Di bawah ini adalah dua puisi karya saya yang menyebutkan sosok ibunda di dalamnya. Pertama, puisi berjudul Serenada Desa yang dimuat dalam buku antologi saya yang ke-7 yaitu Tanah Bandungan. Buku antologi puisi tersebut adalah hasil dari lomba cipta puisi bertema keindahan alam yang diselenggarakan oleh Forum Aishiteru Menulis (FAM) Indonesia.
Ya, tema sebenarnya adalah tentang keindahan alam. Tapi rasanya pas sekali jika keindahan alam itu juga saya kaitkan dengan sosok seorang ibu. Jika puisi bertema sahabat pada tulisan saya sebelumnya termasuk dalam kategori Puisi Deskriptif, maka puisi berjudul Serenada Desa ini adalah Puisi Lirik yang termasuk Ode.
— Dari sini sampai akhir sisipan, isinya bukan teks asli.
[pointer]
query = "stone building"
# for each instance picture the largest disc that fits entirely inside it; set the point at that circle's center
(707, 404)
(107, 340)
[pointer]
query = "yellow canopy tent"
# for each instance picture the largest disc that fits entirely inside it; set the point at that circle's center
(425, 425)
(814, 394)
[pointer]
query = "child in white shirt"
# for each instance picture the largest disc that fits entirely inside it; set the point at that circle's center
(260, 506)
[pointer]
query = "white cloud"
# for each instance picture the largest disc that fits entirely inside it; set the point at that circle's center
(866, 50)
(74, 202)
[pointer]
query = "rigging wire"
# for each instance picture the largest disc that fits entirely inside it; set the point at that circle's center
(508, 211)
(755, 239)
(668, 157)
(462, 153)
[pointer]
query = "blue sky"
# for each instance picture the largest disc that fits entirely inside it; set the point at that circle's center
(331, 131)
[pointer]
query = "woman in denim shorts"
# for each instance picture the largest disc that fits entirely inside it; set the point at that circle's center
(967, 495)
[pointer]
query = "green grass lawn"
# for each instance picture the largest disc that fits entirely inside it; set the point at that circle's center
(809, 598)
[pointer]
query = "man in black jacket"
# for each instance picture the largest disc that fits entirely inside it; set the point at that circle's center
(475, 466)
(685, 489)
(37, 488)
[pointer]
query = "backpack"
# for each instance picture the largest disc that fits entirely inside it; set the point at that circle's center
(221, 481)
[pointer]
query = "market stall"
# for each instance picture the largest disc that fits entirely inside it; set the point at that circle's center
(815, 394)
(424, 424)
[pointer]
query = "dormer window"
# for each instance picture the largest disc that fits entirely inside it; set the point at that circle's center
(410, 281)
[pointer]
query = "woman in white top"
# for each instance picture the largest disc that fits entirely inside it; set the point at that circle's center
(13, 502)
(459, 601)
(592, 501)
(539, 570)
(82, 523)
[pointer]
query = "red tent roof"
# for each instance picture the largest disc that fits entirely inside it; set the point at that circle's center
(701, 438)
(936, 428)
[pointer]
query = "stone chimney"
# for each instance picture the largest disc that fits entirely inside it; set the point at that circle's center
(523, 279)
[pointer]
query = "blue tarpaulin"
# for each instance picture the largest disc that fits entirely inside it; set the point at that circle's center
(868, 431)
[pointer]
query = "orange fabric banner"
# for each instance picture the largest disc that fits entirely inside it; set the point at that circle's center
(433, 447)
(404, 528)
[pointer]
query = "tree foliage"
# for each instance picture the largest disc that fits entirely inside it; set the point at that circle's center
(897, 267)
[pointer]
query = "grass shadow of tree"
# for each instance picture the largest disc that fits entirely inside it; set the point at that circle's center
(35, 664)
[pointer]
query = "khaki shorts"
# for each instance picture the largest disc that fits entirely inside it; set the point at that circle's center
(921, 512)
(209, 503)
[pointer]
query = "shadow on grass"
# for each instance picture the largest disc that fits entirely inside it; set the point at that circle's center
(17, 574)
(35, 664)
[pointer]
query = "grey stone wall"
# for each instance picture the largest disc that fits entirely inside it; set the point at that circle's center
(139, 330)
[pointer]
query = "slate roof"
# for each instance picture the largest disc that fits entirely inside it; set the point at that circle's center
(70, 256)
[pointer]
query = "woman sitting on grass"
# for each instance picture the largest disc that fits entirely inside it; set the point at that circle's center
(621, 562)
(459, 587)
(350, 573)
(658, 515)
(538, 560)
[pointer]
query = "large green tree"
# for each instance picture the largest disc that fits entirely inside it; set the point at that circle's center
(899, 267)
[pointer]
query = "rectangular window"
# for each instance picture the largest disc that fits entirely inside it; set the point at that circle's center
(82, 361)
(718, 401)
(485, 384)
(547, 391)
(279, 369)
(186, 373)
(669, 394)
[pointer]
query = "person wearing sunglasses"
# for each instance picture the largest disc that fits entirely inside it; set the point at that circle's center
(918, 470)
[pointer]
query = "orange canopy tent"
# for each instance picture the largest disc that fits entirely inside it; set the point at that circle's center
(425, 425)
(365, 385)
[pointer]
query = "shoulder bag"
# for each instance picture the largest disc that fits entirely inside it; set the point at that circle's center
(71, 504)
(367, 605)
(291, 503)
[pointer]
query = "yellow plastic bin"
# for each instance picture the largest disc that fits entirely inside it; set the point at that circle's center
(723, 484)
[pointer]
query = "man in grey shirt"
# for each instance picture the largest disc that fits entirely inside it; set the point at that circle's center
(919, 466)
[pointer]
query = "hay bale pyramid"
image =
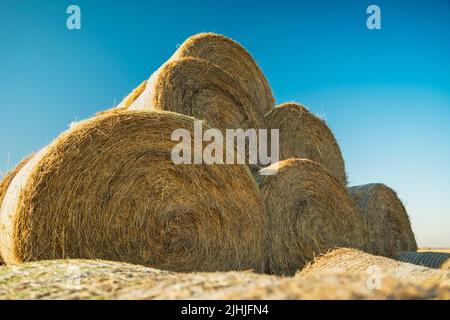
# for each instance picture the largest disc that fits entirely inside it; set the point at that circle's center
(107, 188)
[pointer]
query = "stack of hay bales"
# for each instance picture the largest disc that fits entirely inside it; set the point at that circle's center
(387, 223)
(355, 261)
(107, 188)
(209, 77)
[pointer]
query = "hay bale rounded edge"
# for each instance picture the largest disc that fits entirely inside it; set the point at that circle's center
(304, 135)
(108, 189)
(437, 260)
(309, 212)
(387, 223)
(233, 59)
(198, 88)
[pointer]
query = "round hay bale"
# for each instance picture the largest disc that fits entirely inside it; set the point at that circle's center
(94, 279)
(354, 261)
(128, 100)
(235, 60)
(108, 189)
(387, 223)
(200, 89)
(437, 260)
(306, 136)
(308, 212)
(6, 180)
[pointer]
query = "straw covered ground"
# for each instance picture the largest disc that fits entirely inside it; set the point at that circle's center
(387, 224)
(351, 260)
(88, 279)
(304, 135)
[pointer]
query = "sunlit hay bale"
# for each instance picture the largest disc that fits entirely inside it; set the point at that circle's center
(304, 135)
(95, 279)
(309, 212)
(437, 260)
(341, 286)
(6, 180)
(354, 261)
(232, 93)
(108, 189)
(387, 223)
(201, 89)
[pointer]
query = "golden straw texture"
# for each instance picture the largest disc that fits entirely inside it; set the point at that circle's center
(200, 89)
(309, 212)
(6, 180)
(108, 189)
(233, 59)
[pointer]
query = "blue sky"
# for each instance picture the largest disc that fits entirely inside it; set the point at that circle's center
(385, 93)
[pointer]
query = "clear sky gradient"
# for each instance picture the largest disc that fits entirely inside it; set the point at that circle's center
(385, 93)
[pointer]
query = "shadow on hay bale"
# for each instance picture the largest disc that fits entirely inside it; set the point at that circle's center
(309, 212)
(354, 261)
(212, 78)
(387, 223)
(108, 189)
(6, 180)
(306, 136)
(89, 279)
(437, 260)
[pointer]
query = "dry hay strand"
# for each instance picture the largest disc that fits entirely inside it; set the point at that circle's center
(6, 180)
(200, 89)
(89, 279)
(437, 260)
(306, 136)
(228, 89)
(309, 212)
(132, 96)
(354, 261)
(108, 189)
(342, 286)
(387, 223)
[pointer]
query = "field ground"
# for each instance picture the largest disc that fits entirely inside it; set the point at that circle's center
(444, 250)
Ode adalah puisi yang berisi tentang pujaan terhadap seseorang, suatu hal, atau pun keadaan. Memang, saya memberi judul puisi ini dengan memakai kata Serenada. Tapi puisi ini bukan termasuk jenis Serenada. Nah loh...
Serenada juga termasuk Puisi Lirik yang berupa puisi percintaan yang dapat disajikan dengan nyanyian. Kapan-kapan saja kita bahas yang ini, ya. Sekarang, selamat menyimak puisi di bawah ini. Puisi yang saya buat ketika masih doyan dengan baris-baris panjang. Sekarang sih saya lebih suka menulis puisi yang barisnya lebih pendek.
Serenada Desa
Oleh: Tatiek Purwanti
Sungai landai jernih berbatu-batu
masih seperti yang dulu, Ibu
Gemericik airnya mengaliri
hulu hingga hilir relung hatiku
Hamparan hijau hektaran sawah
Meredakan segala penat lelah
Burung-burung kecil bersenandung merdu
Seumpama kidung surga paling syahdu
Menyambut hadirku
yang berdiri terdiam, terpaku
Di tengah pematang meluaskan pandang
Menghirup lega sekumpulan udara
Mengisi penuh segenap rongga dada
Ibu...
Gunung di ujung berselimut kabut
Serupa kabut di mata teduhmu
Lebat hutan jati di bawah kakinya
Pelindung rimbun tapal batas desa
Seperti hangat kasihmu sepanjang masa
Mereka, rangkaian keajaiban
yang segera kutinggalkan
Betapa sekejap saja liburan
Ya, pada hiruk pikuk kota
kuraih dapatkan segalanya
Tapi hanya ramah indah desa
mampu sejuk memeluk raga
Keelokannya membuai damai
sepenuh rasa di jiwa
Maka kini kupahat sebuah janji hati
Kelak kuhabiskan masaku
pada hening bening desaku
juga bersamamu, Ibu
Malang, 27 September 2017
Kedua, puisi berjudul Meraba Sketsa Ibunda ini dimuat dalam buku antologi puisi Perempuan yang Tak Layu Merindu Tunas Baru. Ini juga hasil lomba menulis puisi di FAM Indonesia dan kali ini memang bertema tentang sosok ibu. Buku antologi tersebut menjadi antologi saya yang ke-8.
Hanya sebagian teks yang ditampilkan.